Moreover, the Indians who adopted Persian as medium of expression were mocked and downgraded by the ahl-e-zaban. Their achievements were never acknowledged.
Yet all that was produced in Persian in the medieval India is part of our heritage and we cannot ignore it. The complete decline of the language in the region has weakened our relation with the heritage. Hence a centre of excellence for Persian should be established and some people should be encouraged to learn it.
It was against this backdrop that the Iranian consul general in Karachi, Masood Mohammad Zamani, proposed the establishment of a centre for the promotion of Persian deserves serious consideration. The proposal was made at the 5th International Persian Conference organised recently by the University of Karachi.
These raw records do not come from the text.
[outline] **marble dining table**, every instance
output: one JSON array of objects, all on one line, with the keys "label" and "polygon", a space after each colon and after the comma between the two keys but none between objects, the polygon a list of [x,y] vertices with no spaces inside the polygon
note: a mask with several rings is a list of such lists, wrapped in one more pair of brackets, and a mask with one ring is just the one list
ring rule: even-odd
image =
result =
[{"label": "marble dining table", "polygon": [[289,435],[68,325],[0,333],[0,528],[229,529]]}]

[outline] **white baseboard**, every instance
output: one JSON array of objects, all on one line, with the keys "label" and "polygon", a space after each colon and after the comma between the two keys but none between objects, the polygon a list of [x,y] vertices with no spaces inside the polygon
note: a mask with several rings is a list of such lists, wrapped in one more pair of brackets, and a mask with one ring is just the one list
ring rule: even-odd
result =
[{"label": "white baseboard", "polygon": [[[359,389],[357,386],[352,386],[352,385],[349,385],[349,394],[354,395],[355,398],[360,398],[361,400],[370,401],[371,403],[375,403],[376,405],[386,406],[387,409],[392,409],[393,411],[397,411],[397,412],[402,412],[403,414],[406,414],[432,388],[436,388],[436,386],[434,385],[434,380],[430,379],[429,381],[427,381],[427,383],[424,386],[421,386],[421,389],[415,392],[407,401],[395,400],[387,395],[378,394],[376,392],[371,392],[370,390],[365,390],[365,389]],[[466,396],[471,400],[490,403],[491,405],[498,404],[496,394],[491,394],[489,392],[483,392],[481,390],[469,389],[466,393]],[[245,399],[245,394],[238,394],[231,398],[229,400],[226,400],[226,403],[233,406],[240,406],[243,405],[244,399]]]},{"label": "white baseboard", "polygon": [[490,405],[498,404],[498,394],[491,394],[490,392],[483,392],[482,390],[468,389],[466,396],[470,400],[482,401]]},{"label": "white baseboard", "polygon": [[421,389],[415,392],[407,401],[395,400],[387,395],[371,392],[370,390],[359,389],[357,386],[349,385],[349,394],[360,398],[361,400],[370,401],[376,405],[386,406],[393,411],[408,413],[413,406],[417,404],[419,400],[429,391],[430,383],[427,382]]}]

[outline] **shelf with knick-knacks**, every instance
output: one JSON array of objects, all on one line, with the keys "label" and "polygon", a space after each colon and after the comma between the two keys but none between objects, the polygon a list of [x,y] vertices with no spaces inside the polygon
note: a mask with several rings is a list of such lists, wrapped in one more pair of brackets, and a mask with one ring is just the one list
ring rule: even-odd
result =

Fahmida Kausar's book launched
Fahmida Kausar who teaches history at a college in Lahore contributes weekly columns to an Urdu newspaper and pens short stories. Her two collections of short stories, Pather ka Aadmi and Dhoop ka Musafir came out last year. She has now come up with her third collection published by The Book Home Publishers of Lahore titled Pichley Pehr ki Dastak contains 28 short stories spread over 144 pages. Many of these stories have been narrated in a symbolic style. They depict man's existentialist predicament in the contemporary world.
The book was launched recently and was attended by many writers and critics. Those who spoke on the occasion included Dr. Ajmal Niazi, Sarfraz Syed, Khalid Hamid, Amjad Tufail, Soofia Beydar, Farrukh and Nawaz Khan.
the grand science-
British born novelist Arthur C. Clarke who is famous worldwide as the grand old man of science-fiction died in Sri Lanka, his adopted home since 1956, in the third week of March. He was 90.
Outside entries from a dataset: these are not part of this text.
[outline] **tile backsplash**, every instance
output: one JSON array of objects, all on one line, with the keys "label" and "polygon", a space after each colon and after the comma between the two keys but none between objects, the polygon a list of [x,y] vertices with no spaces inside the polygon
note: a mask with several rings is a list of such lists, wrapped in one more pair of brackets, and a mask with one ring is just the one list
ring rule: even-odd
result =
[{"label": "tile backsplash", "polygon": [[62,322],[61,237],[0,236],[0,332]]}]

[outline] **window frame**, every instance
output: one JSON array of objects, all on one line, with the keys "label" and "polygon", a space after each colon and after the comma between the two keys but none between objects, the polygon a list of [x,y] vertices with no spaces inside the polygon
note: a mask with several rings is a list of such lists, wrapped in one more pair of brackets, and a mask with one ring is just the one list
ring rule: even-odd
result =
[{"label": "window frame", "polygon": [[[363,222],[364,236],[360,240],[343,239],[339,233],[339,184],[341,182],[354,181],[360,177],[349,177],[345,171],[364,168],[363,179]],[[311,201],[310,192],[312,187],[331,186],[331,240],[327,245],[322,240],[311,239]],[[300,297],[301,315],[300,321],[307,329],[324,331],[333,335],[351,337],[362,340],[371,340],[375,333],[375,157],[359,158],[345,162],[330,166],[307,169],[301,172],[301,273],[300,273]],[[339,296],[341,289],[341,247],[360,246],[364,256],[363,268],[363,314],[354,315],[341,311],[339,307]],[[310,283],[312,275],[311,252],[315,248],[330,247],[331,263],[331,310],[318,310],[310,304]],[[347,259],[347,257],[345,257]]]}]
He began writing in 1950 and won his early success three years later when his first science fiction novel Childhood's End was published. His second and third sci fi novels, Earthlight (1955) and The City and her Stars (1956), were also well-received. These three novels carried the impact of Olaf Stapledon but Clarke soon moved out of his influence.
Out of the 90 odd books that he published, Clarke would be mostly remembered for 2001 -- A Space Odyssey (1968), Rendezvous with Rama (1973) and The songs of Distant Earth (1968).
Arthur C . Clarke's scholarship and imagination inspired many scientists but he was not in the good books of scientific establishment. The result was quite bizarre -- he was forced to publish some of his technical writings in the Playboy magazine.
In my last column I mentioned Dr. Sabir Kalarvi as one of the participants of the international Urdu Seminar organised recently by the GC University of Faisalabad. I met him at the seminar. It was our first meeting and he was kind enough to invite me to present a paper at an international conference that he was planning to hold in October at Peshawar University where he was chairman of the Urdu department.
It was difficult to imagine that the learned professor who had ten books to his credit including four on the poetry and message of Allama Iqbal was soon going to leave this world. Dr. Sabir Kalarvi died of cardiac failure on March 22 and was buried in Abbotabad the next day.
Anwar Ghalib is another noted writer who passed away in March. She died in Lahore at the age of 80. 1980s were the most creative years of Anwar Ghalib's life during which she published three novels -- Raat ka Suraj, Nadee and Abu Zaman.
Her writings carried strong influence of spiritualism and Sufism. She was wife of Raja Ghalib Ahmad, a known poet and literary critic.